D’où vient votre passion pour l’e-sport ?

J’ai commencé à jouer à Hearthstone vers 8 ans. J’ai commencé à devenir bon vers 12 ou 13 ans, puis à participer à des compétitions internationales autour de 15 ans. Hearthstone est un jeu de cartes stratégique en ligne inspiré de l’univers de Warcraft. Deux joueurs s’affrontent avec des decks composés de cartes aux effets différents. Chaque partie demande de l’anticipation, de la gestion du risque et beaucoup de réflexion stratégique. Il existe une part d’aléatoire qui est importante, comme au poker, mais la régularité et la qualité des décisions font la différence sur le long terme.

Vous participez aujourd’hui à des compétitions internationales. Comment fonctionne cet écosystème ?

Le circuit compétitif repose sur plusieurs tournois internationaux appelés « Master Tours ». Chaque événement réunit seize joueurs et propose une dotation de 50 000 dollars. Les meilleurs se qualifient ensuite pour les championnats du monde, organisés cette année lors de la BlizzCon (la conférence de l’éditeur de jeux vidéo américain Blizzard NDLR), en Californie, avec un cash prize de 500 000 dollars.

Pour se qualifier, il faut performer chaque mois dans les classements internationaux puis réussir lors des compétitions majeures. Cette année, j’ai terminé premier du serveur européen avant de décrocher ma qualification pour le championnat du monde.

Cette activité reste donc une passion, malgré le niveau atteint ?

Oui, cela reste avant tout un hobby, même s’il peut générer ponctuellement des gains lors de certaines compétitions. Les gains restent aléatoires et liés à des performances sur des formats courts. Je vois surtout cela comme une expérience personnelle enrichissante, qui peut aider pour l’avenir ou financer certains projets. Je préfère garder une vision lucide là-dessus et je ne fais pas de mélange des genres.

Comment arrivez-vous à concilier études et compétitions ?

Au début, ce n’était pas simple. J’ai déjà dû renoncer à certains tournois importants pour privilégier mes examens. Avec le temps, j’ai appris à mieux organiser mon travail et mes périodes d’entraînement. Parfois, les calendriers deviennent compliqués et il faut jongler. Là, par exemple, je vais jouer un tournoi international pendant la nuit à cause du décalage horaire chinois… avant un examen final le lendemain matin. Il faut réussir à trouver un équilibre. Mais je garde une priorité claire : valider mon parcours académique. Si un tournoi tombait exactement pendant des examens impossibles à déplacer, je choisirais mes études, c’est évident.

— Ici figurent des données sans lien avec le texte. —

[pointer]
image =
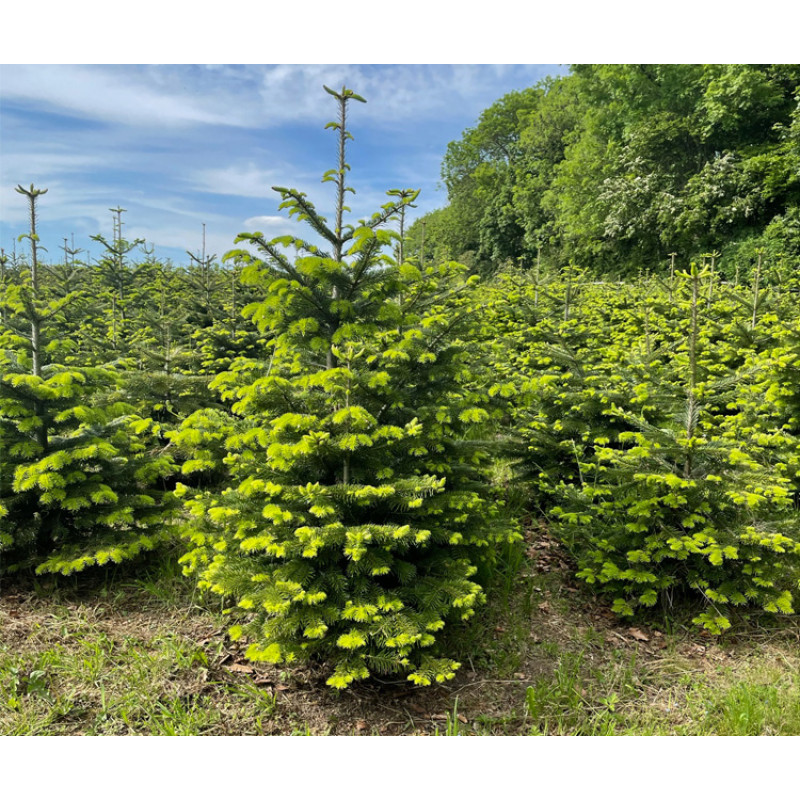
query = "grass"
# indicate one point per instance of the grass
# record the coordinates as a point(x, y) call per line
point(144, 656)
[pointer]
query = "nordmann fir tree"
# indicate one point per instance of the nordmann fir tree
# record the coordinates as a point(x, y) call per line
point(691, 501)
point(79, 472)
point(357, 508)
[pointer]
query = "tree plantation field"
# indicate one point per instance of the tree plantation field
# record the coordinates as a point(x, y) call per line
point(344, 484)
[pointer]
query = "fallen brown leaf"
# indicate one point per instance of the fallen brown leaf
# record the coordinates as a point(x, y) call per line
point(236, 667)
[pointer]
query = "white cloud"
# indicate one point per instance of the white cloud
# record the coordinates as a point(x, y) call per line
point(240, 180)
point(112, 94)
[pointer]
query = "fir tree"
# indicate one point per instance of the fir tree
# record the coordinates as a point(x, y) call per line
point(357, 509)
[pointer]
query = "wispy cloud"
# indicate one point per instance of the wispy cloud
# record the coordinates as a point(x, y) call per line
point(132, 96)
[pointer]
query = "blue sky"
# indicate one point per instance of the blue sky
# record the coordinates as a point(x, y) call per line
point(182, 145)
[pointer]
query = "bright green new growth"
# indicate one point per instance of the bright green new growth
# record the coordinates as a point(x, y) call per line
point(357, 510)
point(80, 472)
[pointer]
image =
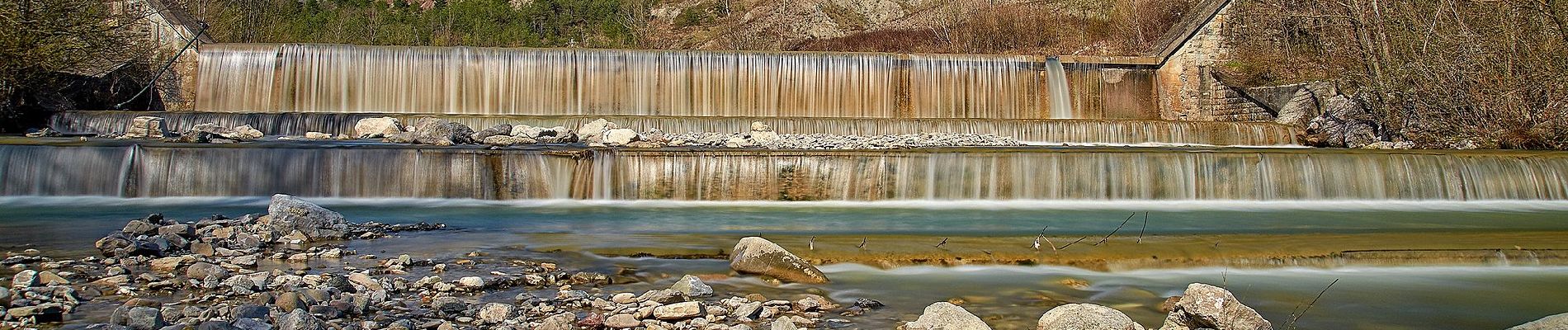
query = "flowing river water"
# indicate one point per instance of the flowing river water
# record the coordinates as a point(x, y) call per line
point(1400, 265)
point(1415, 238)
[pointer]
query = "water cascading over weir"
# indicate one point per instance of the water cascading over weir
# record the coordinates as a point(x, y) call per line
point(290, 90)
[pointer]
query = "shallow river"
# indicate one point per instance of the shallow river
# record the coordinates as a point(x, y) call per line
point(1400, 265)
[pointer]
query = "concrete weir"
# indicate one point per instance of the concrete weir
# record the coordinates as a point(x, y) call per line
point(679, 174)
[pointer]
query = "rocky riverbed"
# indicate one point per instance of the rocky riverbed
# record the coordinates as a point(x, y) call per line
point(596, 134)
point(292, 268)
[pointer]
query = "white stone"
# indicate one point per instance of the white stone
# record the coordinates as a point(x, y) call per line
point(376, 127)
point(946, 316)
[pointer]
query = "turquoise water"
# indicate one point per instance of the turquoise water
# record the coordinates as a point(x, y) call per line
point(1397, 296)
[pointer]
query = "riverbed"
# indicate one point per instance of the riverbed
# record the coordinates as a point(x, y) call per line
point(1400, 265)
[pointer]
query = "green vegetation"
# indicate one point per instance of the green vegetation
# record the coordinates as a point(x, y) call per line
point(45, 40)
point(418, 22)
point(1437, 74)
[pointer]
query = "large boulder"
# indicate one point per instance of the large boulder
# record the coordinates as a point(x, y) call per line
point(1085, 316)
point(593, 132)
point(243, 134)
point(758, 255)
point(1211, 307)
point(146, 127)
point(300, 319)
point(376, 127)
point(692, 286)
point(620, 136)
point(1344, 122)
point(435, 132)
point(1550, 323)
point(289, 213)
point(496, 130)
point(946, 316)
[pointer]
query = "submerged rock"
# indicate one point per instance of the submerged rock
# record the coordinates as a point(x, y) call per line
point(758, 255)
point(289, 213)
point(146, 127)
point(1085, 316)
point(946, 316)
point(1211, 307)
point(692, 286)
point(620, 136)
point(376, 127)
point(496, 130)
point(593, 132)
point(435, 132)
point(1550, 323)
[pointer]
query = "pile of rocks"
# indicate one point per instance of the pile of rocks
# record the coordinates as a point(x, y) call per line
point(214, 274)
point(439, 132)
point(606, 134)
point(149, 127)
point(1200, 307)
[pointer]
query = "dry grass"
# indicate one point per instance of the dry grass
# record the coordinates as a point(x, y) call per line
point(1024, 29)
point(1442, 74)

À quoi ressemble l’entraînement d’un joueur de haut niveau ?

Cela dépend des périodes. Avant une grande compétition, les journées peuvent durer entre six et dix heures de préparation avec d’autres joueurs. Mais il y a aussi des moments de pause mentale après des périodes très intenses.

Je prends aussi beaucoup au sérieux le sommeil, le sport et l’alimentation. Je vais à la salle presque tous les jours. On a l’image du joueur de jeu vidéo un peu blafard, les traits tirés, même si ça change. Il est admis que les mécanismes se ressemblent : optimiser ses performances physiques ou optimiser son niveau de jeu, c’est une logique assez proche lorsqu’on veut être le meilleur.

Votre semestre en Chine vous apporte aussi des opportunités liées au gaming ?

Oui, clairement. La Chine possède une scène Hearthstone très active. J’ai pu être invité à plusieurs événements et tournois sur place, notamment une grande compétition à Tianjin (province de Hebei) réunissant plus de mille joueurs. C’est un pays très différent, parfois déroutant, mais extrêmement intéressant à découvrir. Pour mon activité autour du jeu, c’était, sans doute, le meilleur endroit où être cette année.